Idêntica solução pretende-se também estender aos inventários, ou seja a alguns dos processos judiciais de maior densidade litigiosa e conflituosidade pessoal. Agora o estado quer que esses processos deixem de ser tramitados nos tribunais sob a direcção de juízes para os remeter para as conservatórias de registo predial e para os cartórios notariais. Está-se mesmo a ver o que vai acontecer com as partilhas de heranças fora dos tribunais entre herdeiros desavindos.
O estado, em vez de formar mais e melhores magistrados, impede as pessoas de ir aos tribunais. Em vez de se preocupar em fazer mais e melhor justiça, apenas procura «aliviar» e «descongestionar» os tribunais. Em vez de criar novos tribunais, o estado entrega a justiça a privados ou então gasta quantias astronómicas na criação de arremedos de tribunais como os julgados de paz, não para resolver com justiça os litígios que ameaçam a paz social, mas para forçar pessoas desavindas a fazer as pazes.

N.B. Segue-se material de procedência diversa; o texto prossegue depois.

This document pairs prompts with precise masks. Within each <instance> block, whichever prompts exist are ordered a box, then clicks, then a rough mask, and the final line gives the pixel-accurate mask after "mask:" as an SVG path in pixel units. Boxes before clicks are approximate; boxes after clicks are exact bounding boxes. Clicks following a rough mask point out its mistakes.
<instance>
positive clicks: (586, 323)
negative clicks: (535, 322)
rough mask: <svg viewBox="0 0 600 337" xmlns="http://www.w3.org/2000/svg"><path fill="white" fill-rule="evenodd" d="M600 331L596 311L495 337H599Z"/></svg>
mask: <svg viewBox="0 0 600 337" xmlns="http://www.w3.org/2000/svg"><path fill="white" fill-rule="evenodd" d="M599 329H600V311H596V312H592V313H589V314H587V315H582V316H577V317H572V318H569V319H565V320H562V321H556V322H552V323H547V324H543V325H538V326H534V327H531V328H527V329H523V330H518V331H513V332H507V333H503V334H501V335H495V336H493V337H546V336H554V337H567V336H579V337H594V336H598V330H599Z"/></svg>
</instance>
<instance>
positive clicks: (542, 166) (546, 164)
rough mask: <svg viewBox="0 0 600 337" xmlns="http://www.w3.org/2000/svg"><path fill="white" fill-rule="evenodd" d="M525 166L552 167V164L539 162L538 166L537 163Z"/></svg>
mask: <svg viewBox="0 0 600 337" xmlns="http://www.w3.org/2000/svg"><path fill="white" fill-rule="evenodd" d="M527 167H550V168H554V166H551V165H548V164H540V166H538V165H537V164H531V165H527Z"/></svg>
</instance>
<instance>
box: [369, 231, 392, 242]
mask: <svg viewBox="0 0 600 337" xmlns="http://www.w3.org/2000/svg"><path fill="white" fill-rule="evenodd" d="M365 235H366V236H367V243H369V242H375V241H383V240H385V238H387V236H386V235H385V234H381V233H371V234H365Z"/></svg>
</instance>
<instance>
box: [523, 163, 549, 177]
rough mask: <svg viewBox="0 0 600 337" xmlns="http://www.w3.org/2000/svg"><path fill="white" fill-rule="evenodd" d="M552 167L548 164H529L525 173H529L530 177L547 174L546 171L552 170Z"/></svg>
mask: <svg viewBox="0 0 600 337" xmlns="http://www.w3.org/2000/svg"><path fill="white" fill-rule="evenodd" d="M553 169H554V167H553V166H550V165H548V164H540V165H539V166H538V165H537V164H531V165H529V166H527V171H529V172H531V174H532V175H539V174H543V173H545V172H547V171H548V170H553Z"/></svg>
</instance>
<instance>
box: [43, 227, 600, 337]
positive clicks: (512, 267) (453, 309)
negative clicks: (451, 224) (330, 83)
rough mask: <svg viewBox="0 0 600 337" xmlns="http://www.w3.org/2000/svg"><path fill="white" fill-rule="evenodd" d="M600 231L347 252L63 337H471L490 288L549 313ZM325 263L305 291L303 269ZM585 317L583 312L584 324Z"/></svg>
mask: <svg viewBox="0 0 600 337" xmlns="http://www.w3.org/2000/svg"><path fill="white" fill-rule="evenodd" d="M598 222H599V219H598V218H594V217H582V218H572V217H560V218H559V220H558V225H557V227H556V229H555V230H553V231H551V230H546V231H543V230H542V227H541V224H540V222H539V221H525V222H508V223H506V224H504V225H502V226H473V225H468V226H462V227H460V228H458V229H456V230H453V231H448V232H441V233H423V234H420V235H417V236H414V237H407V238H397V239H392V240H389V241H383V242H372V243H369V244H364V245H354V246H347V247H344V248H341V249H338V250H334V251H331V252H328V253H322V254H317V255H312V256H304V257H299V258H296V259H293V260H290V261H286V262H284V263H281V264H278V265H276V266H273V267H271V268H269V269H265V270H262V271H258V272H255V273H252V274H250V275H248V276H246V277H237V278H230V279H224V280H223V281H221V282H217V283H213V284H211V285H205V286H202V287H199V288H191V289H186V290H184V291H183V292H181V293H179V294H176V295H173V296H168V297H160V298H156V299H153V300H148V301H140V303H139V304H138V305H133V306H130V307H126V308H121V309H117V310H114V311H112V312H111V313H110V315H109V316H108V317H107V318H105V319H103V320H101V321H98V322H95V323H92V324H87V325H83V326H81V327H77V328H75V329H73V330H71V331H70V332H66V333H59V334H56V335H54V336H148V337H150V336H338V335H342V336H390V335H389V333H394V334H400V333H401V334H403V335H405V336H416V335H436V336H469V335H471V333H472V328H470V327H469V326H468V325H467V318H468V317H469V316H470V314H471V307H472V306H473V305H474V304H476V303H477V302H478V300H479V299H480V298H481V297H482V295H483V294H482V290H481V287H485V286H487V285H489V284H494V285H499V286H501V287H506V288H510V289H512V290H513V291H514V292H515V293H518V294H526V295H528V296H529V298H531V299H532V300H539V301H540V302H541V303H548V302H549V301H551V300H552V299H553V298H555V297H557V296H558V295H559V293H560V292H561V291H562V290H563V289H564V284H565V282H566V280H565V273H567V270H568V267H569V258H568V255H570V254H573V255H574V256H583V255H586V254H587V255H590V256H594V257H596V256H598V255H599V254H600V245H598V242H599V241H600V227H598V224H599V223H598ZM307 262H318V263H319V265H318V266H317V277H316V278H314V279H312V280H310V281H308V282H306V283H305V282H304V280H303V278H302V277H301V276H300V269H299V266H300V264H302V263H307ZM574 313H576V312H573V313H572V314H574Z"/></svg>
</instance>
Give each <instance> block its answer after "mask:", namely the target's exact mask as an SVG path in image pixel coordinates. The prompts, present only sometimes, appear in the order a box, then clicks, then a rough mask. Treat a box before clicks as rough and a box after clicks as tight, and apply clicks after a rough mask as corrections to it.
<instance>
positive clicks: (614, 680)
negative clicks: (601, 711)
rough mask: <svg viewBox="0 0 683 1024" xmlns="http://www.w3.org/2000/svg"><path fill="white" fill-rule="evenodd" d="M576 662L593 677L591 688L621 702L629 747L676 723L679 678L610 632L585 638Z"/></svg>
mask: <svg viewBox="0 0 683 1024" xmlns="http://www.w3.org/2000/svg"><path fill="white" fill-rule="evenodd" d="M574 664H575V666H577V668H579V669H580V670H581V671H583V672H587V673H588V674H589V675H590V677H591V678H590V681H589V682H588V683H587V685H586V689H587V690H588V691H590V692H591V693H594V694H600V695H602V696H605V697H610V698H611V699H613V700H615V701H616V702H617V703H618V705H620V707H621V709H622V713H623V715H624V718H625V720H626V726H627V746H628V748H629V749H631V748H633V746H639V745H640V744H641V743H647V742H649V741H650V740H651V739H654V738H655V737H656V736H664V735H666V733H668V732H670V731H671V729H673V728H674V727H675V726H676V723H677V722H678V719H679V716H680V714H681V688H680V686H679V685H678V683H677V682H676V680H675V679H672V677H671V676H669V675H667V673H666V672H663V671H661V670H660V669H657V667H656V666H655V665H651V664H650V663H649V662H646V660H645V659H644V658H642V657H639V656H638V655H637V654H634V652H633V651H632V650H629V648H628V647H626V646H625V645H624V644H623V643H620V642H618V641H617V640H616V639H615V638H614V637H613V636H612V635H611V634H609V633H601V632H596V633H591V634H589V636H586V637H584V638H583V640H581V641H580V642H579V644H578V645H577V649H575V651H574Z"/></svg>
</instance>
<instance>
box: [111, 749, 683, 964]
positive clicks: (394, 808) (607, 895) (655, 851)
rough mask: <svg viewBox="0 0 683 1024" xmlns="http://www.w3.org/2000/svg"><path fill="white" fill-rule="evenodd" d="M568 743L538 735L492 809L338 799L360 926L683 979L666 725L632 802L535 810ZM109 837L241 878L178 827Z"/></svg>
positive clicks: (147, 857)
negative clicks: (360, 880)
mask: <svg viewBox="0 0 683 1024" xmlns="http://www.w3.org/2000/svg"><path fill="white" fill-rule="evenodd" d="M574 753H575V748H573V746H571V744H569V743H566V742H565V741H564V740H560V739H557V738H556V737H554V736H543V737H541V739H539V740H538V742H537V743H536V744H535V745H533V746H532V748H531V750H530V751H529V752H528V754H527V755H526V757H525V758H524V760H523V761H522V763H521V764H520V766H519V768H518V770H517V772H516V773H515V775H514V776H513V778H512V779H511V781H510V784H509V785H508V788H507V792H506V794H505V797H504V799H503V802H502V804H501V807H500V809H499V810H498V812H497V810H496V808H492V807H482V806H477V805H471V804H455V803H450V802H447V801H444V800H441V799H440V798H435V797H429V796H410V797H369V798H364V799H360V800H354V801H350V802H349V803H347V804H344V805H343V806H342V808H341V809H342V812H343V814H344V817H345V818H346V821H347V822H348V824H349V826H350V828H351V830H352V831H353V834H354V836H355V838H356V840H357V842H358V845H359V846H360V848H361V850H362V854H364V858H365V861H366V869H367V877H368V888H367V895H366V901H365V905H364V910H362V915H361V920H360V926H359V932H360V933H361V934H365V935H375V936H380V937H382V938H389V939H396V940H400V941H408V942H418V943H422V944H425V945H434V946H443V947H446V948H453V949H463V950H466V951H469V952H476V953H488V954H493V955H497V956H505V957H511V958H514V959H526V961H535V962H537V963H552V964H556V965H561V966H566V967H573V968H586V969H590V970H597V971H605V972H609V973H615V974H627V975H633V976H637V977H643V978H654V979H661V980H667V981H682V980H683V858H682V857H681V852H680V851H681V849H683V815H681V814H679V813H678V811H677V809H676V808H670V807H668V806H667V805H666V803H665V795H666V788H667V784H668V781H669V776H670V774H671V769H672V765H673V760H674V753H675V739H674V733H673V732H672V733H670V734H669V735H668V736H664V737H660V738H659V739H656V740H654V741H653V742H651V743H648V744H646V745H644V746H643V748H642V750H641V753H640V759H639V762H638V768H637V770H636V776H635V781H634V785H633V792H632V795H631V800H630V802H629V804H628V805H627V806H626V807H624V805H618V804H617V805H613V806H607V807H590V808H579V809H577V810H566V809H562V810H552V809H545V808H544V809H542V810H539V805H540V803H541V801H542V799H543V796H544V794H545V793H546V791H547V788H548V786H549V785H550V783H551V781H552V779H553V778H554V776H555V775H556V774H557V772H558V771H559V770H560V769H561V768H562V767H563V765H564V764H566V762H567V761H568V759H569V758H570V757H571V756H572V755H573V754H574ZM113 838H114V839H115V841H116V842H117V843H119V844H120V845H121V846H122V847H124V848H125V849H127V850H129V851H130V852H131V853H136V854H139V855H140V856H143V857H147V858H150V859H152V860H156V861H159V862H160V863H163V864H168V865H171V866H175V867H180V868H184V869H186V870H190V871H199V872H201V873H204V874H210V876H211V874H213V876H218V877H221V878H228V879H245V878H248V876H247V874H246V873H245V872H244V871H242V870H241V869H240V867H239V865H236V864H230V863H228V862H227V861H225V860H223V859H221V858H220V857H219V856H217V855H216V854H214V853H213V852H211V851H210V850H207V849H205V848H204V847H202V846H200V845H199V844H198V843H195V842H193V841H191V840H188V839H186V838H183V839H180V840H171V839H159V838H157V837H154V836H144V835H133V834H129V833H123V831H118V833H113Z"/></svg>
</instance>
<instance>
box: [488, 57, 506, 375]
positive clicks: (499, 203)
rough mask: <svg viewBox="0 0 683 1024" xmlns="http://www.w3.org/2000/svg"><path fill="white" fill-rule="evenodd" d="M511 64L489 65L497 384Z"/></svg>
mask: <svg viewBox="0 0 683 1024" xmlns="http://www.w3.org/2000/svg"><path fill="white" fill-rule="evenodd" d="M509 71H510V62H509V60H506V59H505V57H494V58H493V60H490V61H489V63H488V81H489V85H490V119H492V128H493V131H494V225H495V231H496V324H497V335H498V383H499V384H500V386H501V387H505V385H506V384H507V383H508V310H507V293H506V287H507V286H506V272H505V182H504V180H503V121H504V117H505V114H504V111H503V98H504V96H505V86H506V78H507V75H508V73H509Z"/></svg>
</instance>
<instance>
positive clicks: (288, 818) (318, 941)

Como se isso não bastasse, os cidadãos que conseguem ir a tribunal têm gastar elevadas quantias nas usurárias custas judiciais a que são condenadas pelos juízes.
Como dizia um pensador da contemporaneidade lisboeta, «isto não vai acabar bem».


Este é um bom e justo combate do bastonário.
E desta vez não defende a «dama» errada.
A desjudicialização é a solução, má e mal pensada, encontrada pelos governos Sócrates para resolver o problema da Justiça.
Mais uma vez não resolveu nada, só complicou a vida aos cidadãos.